In this chapter what DEODAS is doing will be covered step-by-step in the order the actions occur. Please have the program deodas.py
running while reading this. The deodas.py
interface was designed to be as self explanatory as possible.
All files ending `.py' are Python scripts. These are ran by the Python interpreter. If there is any problem starting these scripts make sure the `python' interpreter is on the executable path.
DEODAS starts with collections of related protein sequences, or a protein family, each in their own FASTA format file. Related proteins can be found by starting with a base sequence and conducting a BLASTP search (see section References).
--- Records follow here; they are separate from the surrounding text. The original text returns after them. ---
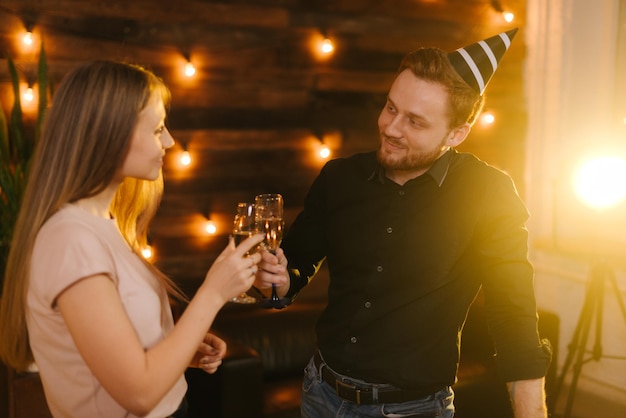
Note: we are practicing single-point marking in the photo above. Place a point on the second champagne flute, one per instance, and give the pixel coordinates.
(269, 220)
(244, 226)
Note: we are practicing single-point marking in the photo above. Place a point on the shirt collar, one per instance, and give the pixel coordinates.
(438, 171)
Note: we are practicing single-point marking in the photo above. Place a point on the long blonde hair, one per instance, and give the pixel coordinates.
(85, 140)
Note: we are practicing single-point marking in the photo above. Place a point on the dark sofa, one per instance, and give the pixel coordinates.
(281, 342)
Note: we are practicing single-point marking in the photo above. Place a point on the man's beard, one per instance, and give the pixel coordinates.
(410, 162)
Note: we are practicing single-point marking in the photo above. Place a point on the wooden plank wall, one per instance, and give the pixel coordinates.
(250, 115)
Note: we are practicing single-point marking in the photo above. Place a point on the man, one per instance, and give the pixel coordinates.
(410, 234)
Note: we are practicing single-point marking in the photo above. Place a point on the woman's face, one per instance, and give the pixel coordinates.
(148, 144)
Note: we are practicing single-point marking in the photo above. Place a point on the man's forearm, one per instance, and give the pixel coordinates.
(528, 398)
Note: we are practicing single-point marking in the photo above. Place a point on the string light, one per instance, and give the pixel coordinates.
(487, 118)
(28, 38)
(507, 15)
(210, 227)
(185, 158)
(190, 70)
(327, 47)
(324, 151)
(146, 252)
(29, 95)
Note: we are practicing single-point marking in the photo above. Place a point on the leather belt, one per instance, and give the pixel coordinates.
(364, 394)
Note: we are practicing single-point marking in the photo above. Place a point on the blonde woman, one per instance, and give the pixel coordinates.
(78, 299)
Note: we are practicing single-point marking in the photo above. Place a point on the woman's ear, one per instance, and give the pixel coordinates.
(458, 135)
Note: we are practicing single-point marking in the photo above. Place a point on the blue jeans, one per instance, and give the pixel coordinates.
(319, 400)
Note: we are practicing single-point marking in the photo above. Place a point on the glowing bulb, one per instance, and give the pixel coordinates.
(210, 227)
(324, 151)
(146, 252)
(327, 46)
(601, 183)
(29, 95)
(28, 38)
(487, 118)
(190, 70)
(185, 158)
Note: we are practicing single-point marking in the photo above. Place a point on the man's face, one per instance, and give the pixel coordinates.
(413, 127)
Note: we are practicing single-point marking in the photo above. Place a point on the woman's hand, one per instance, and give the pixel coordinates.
(210, 353)
(234, 270)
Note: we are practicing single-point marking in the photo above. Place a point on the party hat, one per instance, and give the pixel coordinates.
(476, 63)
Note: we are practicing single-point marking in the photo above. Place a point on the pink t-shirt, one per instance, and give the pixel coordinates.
(74, 244)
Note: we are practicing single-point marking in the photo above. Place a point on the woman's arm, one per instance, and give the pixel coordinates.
(135, 377)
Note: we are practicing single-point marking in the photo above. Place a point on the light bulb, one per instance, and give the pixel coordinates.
(190, 70)
(185, 158)
(487, 118)
(210, 227)
(28, 38)
(146, 252)
(327, 46)
(29, 95)
(324, 151)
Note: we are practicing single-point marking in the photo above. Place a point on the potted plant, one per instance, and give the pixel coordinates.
(17, 143)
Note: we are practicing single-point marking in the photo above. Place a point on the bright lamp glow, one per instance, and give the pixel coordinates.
(190, 70)
(185, 158)
(210, 227)
(327, 46)
(146, 252)
(600, 183)
(487, 118)
(29, 94)
(324, 152)
(28, 38)
(508, 16)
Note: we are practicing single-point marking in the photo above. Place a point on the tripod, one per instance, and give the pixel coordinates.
(593, 305)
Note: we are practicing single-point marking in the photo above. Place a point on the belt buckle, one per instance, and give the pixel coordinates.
(341, 384)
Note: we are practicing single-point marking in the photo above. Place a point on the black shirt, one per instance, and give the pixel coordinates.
(405, 264)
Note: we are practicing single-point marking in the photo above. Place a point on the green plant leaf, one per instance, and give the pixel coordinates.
(16, 138)
(42, 81)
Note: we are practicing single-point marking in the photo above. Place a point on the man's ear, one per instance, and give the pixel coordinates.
(458, 135)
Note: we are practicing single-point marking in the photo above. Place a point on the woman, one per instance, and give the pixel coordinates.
(78, 298)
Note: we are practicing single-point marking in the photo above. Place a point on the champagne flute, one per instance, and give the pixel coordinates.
(244, 226)
(269, 220)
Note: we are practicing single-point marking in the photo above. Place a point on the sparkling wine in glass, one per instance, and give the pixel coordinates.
(244, 226)
(269, 220)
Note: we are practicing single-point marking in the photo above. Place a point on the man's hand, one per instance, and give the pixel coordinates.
(272, 270)
(528, 398)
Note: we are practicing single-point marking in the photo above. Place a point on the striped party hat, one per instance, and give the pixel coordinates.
(476, 63)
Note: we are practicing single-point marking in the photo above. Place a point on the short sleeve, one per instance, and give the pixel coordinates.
(65, 252)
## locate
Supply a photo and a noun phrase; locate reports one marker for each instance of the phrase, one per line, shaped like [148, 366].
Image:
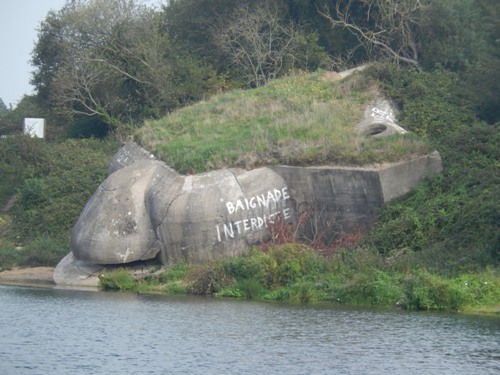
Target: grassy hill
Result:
[436, 248]
[304, 119]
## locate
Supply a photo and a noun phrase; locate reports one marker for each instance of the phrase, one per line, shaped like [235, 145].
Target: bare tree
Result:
[393, 26]
[258, 42]
[114, 62]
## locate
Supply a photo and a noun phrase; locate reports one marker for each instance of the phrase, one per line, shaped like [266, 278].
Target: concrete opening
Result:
[375, 129]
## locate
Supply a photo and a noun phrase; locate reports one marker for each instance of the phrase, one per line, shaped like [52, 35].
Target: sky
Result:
[19, 22]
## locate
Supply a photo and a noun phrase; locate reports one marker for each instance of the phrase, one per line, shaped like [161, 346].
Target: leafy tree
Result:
[108, 59]
[263, 45]
[389, 30]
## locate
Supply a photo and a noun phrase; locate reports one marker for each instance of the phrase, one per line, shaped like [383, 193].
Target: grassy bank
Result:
[437, 248]
[304, 119]
[296, 273]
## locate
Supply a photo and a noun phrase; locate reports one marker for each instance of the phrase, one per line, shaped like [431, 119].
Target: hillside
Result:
[302, 119]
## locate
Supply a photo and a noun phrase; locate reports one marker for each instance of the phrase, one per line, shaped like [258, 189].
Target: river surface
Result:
[54, 331]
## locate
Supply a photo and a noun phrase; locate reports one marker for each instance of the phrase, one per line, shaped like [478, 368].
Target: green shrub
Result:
[208, 279]
[426, 291]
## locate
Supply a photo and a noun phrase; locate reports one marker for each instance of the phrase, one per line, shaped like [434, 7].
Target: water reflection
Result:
[50, 331]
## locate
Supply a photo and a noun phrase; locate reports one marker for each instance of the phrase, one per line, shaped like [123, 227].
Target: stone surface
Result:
[380, 119]
[115, 225]
[75, 272]
[146, 210]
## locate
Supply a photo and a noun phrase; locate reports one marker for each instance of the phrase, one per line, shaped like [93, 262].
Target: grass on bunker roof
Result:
[303, 119]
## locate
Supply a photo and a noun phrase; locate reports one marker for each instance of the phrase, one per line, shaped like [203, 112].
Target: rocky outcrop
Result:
[146, 210]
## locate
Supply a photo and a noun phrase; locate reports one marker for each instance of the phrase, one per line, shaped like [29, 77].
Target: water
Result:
[51, 331]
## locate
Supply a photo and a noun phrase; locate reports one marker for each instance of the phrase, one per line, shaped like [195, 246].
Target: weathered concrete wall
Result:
[146, 210]
[343, 200]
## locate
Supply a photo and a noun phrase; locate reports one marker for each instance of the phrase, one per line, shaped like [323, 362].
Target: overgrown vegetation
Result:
[297, 273]
[303, 119]
[436, 248]
[48, 185]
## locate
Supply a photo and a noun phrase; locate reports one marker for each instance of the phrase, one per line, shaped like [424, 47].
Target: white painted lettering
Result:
[239, 205]
[230, 207]
[218, 233]
[229, 231]
[237, 223]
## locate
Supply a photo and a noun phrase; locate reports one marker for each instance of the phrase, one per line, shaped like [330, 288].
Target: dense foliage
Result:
[49, 184]
[101, 68]
[303, 119]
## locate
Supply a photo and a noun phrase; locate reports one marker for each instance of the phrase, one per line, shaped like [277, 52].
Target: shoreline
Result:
[33, 276]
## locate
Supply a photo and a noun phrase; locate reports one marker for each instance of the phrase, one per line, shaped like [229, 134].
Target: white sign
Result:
[35, 127]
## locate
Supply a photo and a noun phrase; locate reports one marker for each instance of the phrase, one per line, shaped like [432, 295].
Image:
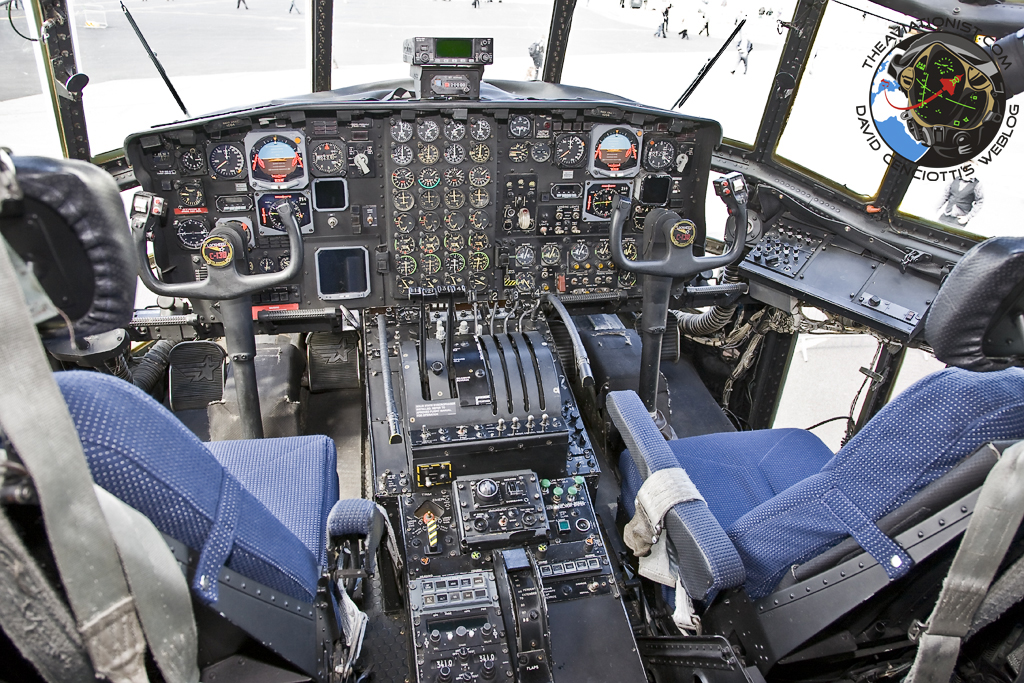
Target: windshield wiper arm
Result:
[707, 68]
[156, 61]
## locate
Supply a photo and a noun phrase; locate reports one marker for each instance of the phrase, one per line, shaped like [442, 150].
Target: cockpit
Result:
[515, 341]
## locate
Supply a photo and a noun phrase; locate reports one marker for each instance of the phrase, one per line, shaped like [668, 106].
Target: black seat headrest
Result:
[976, 321]
[74, 232]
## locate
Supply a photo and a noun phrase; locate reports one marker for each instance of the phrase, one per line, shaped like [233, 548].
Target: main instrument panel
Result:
[505, 199]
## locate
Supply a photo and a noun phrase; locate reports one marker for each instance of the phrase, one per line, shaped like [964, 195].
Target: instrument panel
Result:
[505, 200]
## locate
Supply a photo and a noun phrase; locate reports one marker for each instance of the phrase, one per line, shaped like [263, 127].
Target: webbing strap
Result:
[992, 526]
[159, 587]
[36, 420]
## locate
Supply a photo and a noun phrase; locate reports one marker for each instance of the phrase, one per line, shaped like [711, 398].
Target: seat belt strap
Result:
[36, 420]
[992, 526]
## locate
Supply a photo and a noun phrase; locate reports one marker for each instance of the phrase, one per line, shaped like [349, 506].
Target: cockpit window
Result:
[650, 51]
[26, 114]
[217, 54]
[830, 130]
[369, 36]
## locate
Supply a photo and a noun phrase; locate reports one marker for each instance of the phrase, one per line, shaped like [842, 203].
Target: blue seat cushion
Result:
[140, 453]
[295, 477]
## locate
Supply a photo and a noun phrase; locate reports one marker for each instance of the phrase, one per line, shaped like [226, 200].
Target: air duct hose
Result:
[153, 366]
[713, 319]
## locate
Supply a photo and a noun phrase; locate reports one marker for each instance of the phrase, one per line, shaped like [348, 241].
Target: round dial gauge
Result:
[455, 130]
[406, 265]
[524, 282]
[541, 152]
[478, 261]
[570, 151]
[479, 220]
[427, 130]
[580, 252]
[455, 177]
[429, 221]
[616, 150]
[659, 155]
[479, 129]
[455, 154]
[431, 263]
[429, 177]
[455, 221]
[520, 126]
[455, 242]
[479, 153]
[428, 155]
[403, 200]
[190, 195]
[275, 159]
[329, 158]
[429, 243]
[550, 254]
[479, 176]
[519, 152]
[402, 178]
[192, 160]
[479, 198]
[192, 231]
[404, 244]
[401, 131]
[455, 198]
[226, 161]
[403, 222]
[524, 255]
[429, 200]
[401, 155]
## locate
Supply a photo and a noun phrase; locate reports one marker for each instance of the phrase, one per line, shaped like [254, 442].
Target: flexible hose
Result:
[153, 366]
[714, 318]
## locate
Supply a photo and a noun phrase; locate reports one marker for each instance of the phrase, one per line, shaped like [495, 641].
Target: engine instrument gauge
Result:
[192, 231]
[329, 158]
[550, 255]
[403, 200]
[403, 222]
[541, 152]
[455, 221]
[455, 198]
[455, 154]
[406, 265]
[428, 155]
[401, 155]
[429, 177]
[226, 161]
[479, 129]
[658, 155]
[402, 178]
[570, 152]
[520, 126]
[193, 160]
[455, 177]
[455, 130]
[401, 131]
[427, 130]
[190, 195]
[431, 263]
[479, 153]
[429, 221]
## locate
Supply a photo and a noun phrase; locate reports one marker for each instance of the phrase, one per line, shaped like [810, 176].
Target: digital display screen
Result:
[342, 272]
[330, 195]
[654, 189]
[454, 48]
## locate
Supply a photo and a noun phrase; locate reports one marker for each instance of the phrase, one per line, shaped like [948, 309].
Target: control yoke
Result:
[223, 252]
[679, 261]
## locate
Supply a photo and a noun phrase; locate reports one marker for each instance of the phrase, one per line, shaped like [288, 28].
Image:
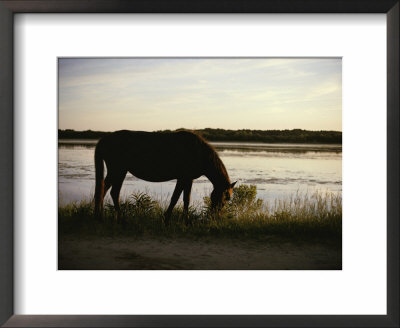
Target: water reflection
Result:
[277, 170]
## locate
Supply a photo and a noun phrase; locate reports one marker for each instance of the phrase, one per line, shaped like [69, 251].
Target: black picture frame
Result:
[7, 10]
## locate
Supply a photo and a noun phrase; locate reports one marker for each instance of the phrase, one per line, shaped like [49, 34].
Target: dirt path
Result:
[203, 254]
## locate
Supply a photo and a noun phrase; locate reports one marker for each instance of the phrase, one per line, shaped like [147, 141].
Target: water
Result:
[278, 171]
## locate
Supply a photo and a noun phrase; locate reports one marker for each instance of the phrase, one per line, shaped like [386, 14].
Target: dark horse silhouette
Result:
[157, 157]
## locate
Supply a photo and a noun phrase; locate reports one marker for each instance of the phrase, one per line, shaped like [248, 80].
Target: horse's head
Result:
[219, 196]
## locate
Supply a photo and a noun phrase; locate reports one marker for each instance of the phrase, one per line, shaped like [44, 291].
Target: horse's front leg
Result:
[174, 199]
[186, 198]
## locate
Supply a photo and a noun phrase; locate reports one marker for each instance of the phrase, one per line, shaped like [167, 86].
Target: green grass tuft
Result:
[316, 216]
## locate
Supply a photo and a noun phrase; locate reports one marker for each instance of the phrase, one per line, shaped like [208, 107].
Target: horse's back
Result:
[155, 156]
The BLASTP search compares the base sequence with proteins sequences reverse translated from nucleic acid databases (see section References). Due to automated sequencing the number of nucleic acid sequences far exceeds the number of directly sequenced proteins. More than one FASTA file and protein family can be processed at once but they will receive the same settings (seen later). Make sure all protein sequences for a family are in a FASTA format file together (see section Tutorial). All FASTA files to be processed are placed in a single directory.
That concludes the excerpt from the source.